I am comparing two datasets to look for duplicate entries on certain columns.
I have done this first in SAS using the PROC SQL command as below(what I consider the true outcome) using the following query:
proc sql;
CREATE TABLE t1 AS
SELECT a.*, b.*
FROM
local AS a INNER JOIN neighbor AS b
ON a.surname1 = b.surname2
AND a.yob1 = b.yob2
AND a.cob1 = b.cob2;
quit;
I output this result to csv giving output_sas.csv
I have also done this in Python using SQLite3 using the same query:
conn = sqlite3.connect(file_path + db_name)
cur = conn.cursor()
cur.execute("""
CREATE TABLE t1 AS
SELECT a.*, b.*
FROM
local AS a INNER JOIN neighbor AS b
ON a.surname1 = b.surname2
AND a.yob1 = b.yob2
AND a.cob1 = b.cob2
""")
I output this to csv giving output_python.csv.
The problem:
The outputs should be the same but they are not:
output_sas.csv contains 123 more records than output_python.csv.
Within the SAS output file, there are 123 records that contain blank space "" within the yob1 and yob2 columns i.e. as an example, The 123 records in the sas_data.csv look like this sample:
yob1 yob2 cob1 cob2 surname1 surname2
"" "" 1 1 xx xx
"" "" 2 2 yy yy
.
.
.
# Continues for 123 records
I find that this difference is due to the yob1 and yob2 columns, which, in the above 123 records contains blank space.
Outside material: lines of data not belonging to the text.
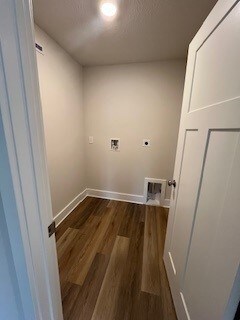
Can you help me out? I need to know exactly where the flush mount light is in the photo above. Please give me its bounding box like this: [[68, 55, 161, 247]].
[[100, 2, 117, 17]]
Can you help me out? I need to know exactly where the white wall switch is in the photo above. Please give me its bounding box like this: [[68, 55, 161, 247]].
[[110, 138, 120, 151], [88, 136, 93, 144], [142, 139, 150, 147]]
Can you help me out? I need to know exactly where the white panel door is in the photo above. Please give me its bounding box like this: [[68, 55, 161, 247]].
[[164, 0, 240, 320]]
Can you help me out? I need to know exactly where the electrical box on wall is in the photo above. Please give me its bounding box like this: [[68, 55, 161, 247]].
[[110, 138, 120, 151], [142, 139, 150, 147], [35, 43, 43, 54]]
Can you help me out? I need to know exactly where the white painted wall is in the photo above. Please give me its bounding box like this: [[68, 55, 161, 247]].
[[35, 26, 86, 216], [83, 60, 185, 198]]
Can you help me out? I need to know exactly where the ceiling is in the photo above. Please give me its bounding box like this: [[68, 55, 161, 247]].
[[33, 0, 216, 66]]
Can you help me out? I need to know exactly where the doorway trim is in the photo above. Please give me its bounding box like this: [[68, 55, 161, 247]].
[[0, 0, 63, 320]]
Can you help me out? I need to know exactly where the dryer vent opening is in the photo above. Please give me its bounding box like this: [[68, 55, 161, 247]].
[[144, 178, 166, 206]]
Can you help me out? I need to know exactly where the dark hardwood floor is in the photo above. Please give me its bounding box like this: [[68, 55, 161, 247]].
[[56, 197, 177, 320]]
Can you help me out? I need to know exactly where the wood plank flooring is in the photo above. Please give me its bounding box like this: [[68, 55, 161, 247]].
[[56, 197, 177, 320]]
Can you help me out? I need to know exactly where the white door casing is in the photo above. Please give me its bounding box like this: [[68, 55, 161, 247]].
[[164, 0, 240, 320], [0, 0, 63, 320]]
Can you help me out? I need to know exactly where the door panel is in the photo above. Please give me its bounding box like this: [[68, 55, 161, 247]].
[[170, 130, 200, 281], [183, 131, 240, 320], [164, 0, 240, 320], [190, 3, 240, 111]]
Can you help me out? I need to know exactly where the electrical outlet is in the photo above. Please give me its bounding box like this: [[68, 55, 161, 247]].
[[88, 136, 93, 144], [142, 139, 150, 147]]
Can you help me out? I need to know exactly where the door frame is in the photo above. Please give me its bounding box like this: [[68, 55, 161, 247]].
[[163, 0, 240, 320], [0, 0, 63, 320]]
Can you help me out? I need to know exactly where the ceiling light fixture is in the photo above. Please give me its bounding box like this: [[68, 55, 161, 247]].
[[100, 2, 117, 17]]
These 123 record pairs are missing from the output_python.csv file.
[Note: In this work, a string of length zero corresponds to a missing value]
In short:
The PROC SQL routine in SAS is evaluating blank space as equal i.e. "" == "" -> TRUE.
The Python SQLite code appears to be doing opposite i.e. "" == "" ->
FALSE
This is happening even though "" == "" -> True in Python.
The question:
Why is this the case and what do I need to change to match up the SQLite output to the PROC SQL output?
Note: Both routines are using the same input datasets. They are entirely equal, and I even manually amend the Python code to ensure that the columns yob1 and yob2 contain "" for missing values.
Update 1:
At the moment my SAS PROC SQL code works on uses data1.sas7bdat, named local and data2.sas7bdat, named neighbor.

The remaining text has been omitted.